Refutando su idea, se sostiene que hay épocas más propicias para que el arte alcance el grado necesario de lo bello. La inestabilidad de las instituciones, la crisis política, religiosa y filosófica de España en aquel tiempo, no le permitía encontrar esas formas generales en que el arte se desarrolló antiguamente. Aunque hay en su postura una especie de premonición de la crisis del espíritu de la cultura occidental, no se comparte su desprecio hacia el realismo.

Se referirá a los distintos criterios que se tenían sobre el fin del arte: imitación, expresión y perfeccionamiento moral. Pero, no comparte estas teorías, pues el arte no debe aleccionarnos, ni ha de ser la imitación, como se ha visto, norma del artista. Ciertamente, no se trata de que el arte sea indiferente a las cuestiones de índole moral. El arte influye, sí, pero sobre este no ha de caer la responsabilidad del mejoramiento humano o su opuesto. Siguiendo a Hegel, considera el arte como la manifestación sensible de la idea, y su fin es ofrecernos la emoción estética, no una lección de tipo moral.

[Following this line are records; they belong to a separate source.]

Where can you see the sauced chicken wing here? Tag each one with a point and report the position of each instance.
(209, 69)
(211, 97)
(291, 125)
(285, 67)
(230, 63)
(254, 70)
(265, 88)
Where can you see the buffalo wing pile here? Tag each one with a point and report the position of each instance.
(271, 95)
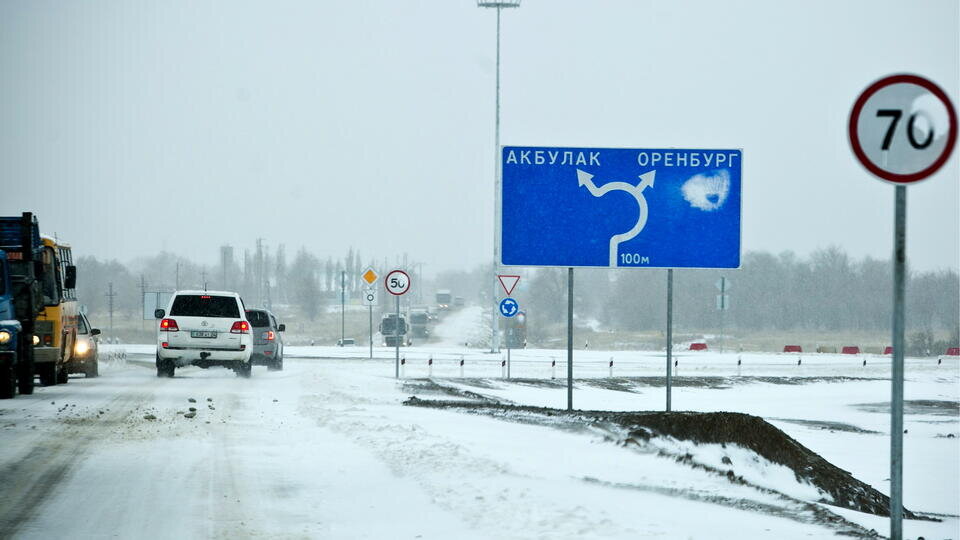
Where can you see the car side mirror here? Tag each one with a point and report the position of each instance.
(70, 280)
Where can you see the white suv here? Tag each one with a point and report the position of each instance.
(203, 328)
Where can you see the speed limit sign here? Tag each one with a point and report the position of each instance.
(903, 128)
(397, 282)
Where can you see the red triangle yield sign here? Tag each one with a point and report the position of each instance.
(508, 283)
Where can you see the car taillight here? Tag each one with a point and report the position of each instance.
(169, 325)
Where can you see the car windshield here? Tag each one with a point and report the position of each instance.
(258, 319)
(197, 305)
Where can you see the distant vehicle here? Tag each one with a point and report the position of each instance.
(419, 321)
(393, 332)
(204, 329)
(86, 352)
(267, 341)
(444, 299)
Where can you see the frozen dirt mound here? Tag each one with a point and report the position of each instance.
(750, 432)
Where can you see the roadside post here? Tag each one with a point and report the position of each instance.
(902, 129)
(672, 208)
(669, 333)
(723, 303)
(369, 276)
(509, 309)
(397, 283)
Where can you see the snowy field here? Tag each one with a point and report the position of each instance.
(325, 449)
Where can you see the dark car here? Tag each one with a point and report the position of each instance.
(267, 341)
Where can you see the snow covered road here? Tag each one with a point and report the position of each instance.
(325, 449)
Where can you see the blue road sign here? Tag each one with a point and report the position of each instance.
(509, 307)
(616, 207)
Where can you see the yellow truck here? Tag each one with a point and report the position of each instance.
(55, 332)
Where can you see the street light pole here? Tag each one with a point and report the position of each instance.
(494, 320)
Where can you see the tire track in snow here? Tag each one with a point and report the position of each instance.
(31, 480)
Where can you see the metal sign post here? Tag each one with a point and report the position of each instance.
(369, 276)
(397, 283)
(901, 153)
(370, 300)
(669, 332)
(569, 339)
(509, 308)
(722, 305)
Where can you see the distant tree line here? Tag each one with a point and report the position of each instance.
(825, 291)
(262, 276)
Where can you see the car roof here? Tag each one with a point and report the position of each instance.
(208, 293)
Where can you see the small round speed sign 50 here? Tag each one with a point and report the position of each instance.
(903, 128)
(397, 282)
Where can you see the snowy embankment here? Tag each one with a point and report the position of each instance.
(326, 449)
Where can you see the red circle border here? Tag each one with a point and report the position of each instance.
(409, 282)
(855, 117)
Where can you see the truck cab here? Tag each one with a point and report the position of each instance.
(9, 332)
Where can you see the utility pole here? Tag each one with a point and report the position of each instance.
(494, 320)
(259, 271)
(110, 295)
(143, 299)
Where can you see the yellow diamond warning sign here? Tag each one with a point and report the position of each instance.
(369, 275)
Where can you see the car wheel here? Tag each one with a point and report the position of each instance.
(165, 368)
(245, 369)
(93, 369)
(47, 373)
(63, 376)
(275, 365)
(8, 380)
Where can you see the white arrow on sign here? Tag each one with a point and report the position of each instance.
(646, 181)
(508, 283)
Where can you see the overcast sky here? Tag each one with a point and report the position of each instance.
(130, 127)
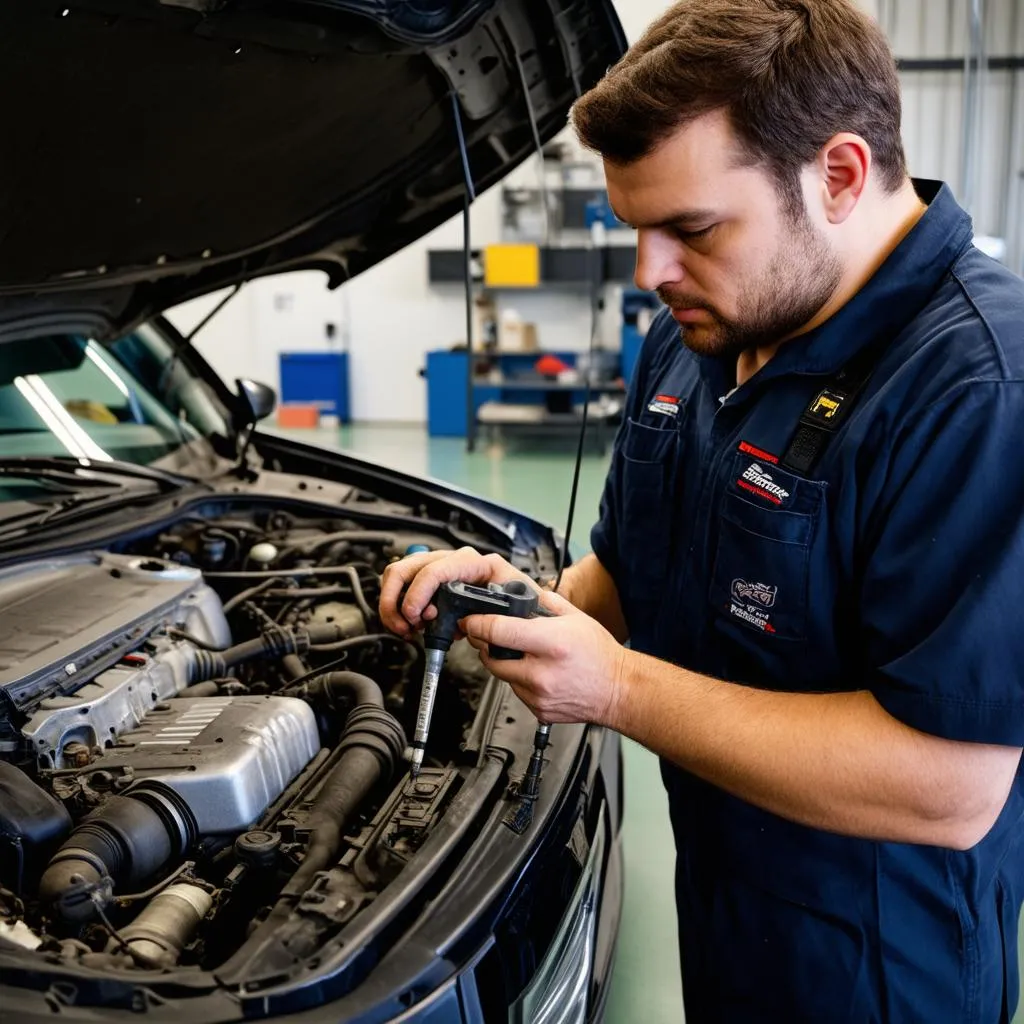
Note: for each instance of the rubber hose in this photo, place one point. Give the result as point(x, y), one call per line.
point(207, 689)
point(333, 685)
point(371, 748)
point(128, 840)
point(373, 743)
point(272, 643)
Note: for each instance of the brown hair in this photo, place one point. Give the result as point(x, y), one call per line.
point(791, 74)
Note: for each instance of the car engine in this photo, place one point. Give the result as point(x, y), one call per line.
point(202, 730)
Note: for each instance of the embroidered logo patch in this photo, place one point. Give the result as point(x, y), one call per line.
point(760, 592)
point(757, 480)
point(751, 602)
point(666, 404)
point(826, 406)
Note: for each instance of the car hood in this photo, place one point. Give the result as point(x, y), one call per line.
point(159, 150)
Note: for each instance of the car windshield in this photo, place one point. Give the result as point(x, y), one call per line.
point(130, 399)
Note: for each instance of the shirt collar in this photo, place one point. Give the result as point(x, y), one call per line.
point(896, 293)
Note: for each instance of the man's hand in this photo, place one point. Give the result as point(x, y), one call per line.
point(572, 667)
point(402, 613)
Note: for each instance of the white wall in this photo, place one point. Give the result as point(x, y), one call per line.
point(390, 316)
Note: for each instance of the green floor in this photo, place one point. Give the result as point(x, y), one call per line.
point(537, 480)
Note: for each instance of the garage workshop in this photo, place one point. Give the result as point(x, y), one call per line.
point(511, 511)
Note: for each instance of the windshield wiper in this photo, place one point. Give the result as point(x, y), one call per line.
point(90, 472)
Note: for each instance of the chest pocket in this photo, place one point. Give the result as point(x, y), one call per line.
point(767, 524)
point(650, 469)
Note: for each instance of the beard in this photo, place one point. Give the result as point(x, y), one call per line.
point(799, 280)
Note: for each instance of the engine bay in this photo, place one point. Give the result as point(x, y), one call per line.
point(203, 742)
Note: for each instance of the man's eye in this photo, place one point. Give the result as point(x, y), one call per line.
point(696, 236)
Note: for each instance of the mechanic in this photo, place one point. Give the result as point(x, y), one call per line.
point(812, 532)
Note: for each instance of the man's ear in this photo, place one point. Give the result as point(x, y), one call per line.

... rechaza Hegel el sistema de la perfección moral. Es cierto que el arte produce efectos morales y civilizadores, templa las pasiones, eleva el pen­samiento a una región ideal, contribuye en gran manera a la educación de los pueblos, presentándoles la verdad bajo el velo de símbolos o de figuras; pero una cosa son los efectos del arte, y otra muy diversa su fin. Entre la religión, la moral y el arte existe armonía íntima y eterna; pero no por eso dejan de ser formas diversas de la verdad, que deben moverse con entera independencia. El arte tiene sus leyes, sus procedimientos y su jurisdicción particular; no debe ofender el sentido moral, pero él se dirige al sentido de lo bello. Cuando sus obras sean puras, el efecto sobre las almas será saludable; pero su fin directo e inmediato no es producir tal efecto. (Menéndez, 1909, p. 110)

La emoción estética se da en la armonía que nos ofrece lo bello, entendido por Montoro como "la esencia o íntima substancia de las cosas, la verdad manifestándose a los sentidos expresada bajo formas sensibles, o, en otros términos, la manifestación sensible de la idea" (1930, p. 7). No se trata de que lo bello sea opuesto a lo real, sino que, es lo real glorificado, idealizado y que expresa fielmente la idea.

El realismo, al ser mera imitación, no alcanza la gloria del idealismo; "la eminencia de las obras de arte consiste, para Montoro, en que por ellas la naturaleza visible se transfigura, ostenta el sello resplandeciente del ideal que la inmortaliza, de donde se deduce que mientras menos visible y material sea el medio de que se valen, más alta será su jerarquía" (Vitier, 1970, p. 39). Referirá el autor, y de acuerdo con Hegel, que no se ha de prescindir de lo real, sino más bien ajustarlo al más perfecto tipo, llegando a la pura contemplación por medio de la sensibilidad. No quiere decir que la idea y la realidad son términos opuestos. Solo que el fin del arte no ha de consistir en ser la exacta expresión de la realidad sensible.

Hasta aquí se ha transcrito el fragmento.